Sanofi has also entered into a corporate integrity agreement (CIA) with the Department of Health and Human Services Office of Inspector General (HHS-OIG). The CIA requires, among other things, that Sanofi implement measures designed to ensure that arrangements and interactions with third-party patient assistance programs are compliant with the law. In addition, the CIA requires reviews by an independent review organization, and compliance-related certifications from company executives and Board members.
A limited liability partnership formed by a former employee of Sanofi’s predecessor, Genzyme Corporation, brought these allegations through a whistleblower lawsuit. Under the qui tam provisions of the False Claims Act, private individuals, known as relators, can sue on behalf of the government for false claims and share in any recovery.
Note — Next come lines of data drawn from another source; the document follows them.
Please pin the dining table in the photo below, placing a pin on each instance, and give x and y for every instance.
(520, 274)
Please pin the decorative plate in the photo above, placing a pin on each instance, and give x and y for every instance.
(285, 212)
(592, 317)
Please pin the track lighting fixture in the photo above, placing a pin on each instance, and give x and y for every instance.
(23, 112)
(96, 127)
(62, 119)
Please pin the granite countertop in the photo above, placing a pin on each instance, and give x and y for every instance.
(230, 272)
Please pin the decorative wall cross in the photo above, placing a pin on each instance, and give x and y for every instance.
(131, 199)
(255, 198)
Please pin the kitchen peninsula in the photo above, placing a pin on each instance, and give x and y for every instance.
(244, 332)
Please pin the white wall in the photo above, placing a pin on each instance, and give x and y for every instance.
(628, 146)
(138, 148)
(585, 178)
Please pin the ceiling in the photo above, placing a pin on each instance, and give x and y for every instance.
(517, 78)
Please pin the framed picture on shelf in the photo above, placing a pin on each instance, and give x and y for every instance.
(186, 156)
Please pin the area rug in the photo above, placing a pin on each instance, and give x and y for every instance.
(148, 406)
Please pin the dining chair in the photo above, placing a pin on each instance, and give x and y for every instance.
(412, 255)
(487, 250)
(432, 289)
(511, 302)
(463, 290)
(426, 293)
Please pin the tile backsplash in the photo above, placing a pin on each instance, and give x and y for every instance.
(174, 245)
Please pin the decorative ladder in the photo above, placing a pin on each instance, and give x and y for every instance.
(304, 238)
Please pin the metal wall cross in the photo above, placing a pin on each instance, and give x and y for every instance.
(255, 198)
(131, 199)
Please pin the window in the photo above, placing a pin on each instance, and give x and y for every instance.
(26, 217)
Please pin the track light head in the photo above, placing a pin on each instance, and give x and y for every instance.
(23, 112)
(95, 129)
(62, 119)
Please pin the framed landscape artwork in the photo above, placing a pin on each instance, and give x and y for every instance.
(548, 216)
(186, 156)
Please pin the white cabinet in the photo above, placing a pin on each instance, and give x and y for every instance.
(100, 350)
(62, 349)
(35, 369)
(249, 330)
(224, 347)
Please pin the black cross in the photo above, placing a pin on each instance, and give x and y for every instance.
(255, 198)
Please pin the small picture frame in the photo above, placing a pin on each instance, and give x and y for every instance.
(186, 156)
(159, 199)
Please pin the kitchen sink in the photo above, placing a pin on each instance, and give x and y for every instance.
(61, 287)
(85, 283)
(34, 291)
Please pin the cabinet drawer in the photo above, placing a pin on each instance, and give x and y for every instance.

In connection with today’s announced settlement, the partnership will receive approximately $2.7 million of the recovery.
U.S. Attorney Lelling, HHS-OIG Chief Counsel Demske and FBI SAC Joseph Bonavolonta made the announcement today. The matter was handled by Assistant U.S. Attorneys Gregg Shapiro and Evan Panich of Lelling’s Office, with assistance from Kelley Hauser, Trial Attorney with Department of Justice’s Civil Division.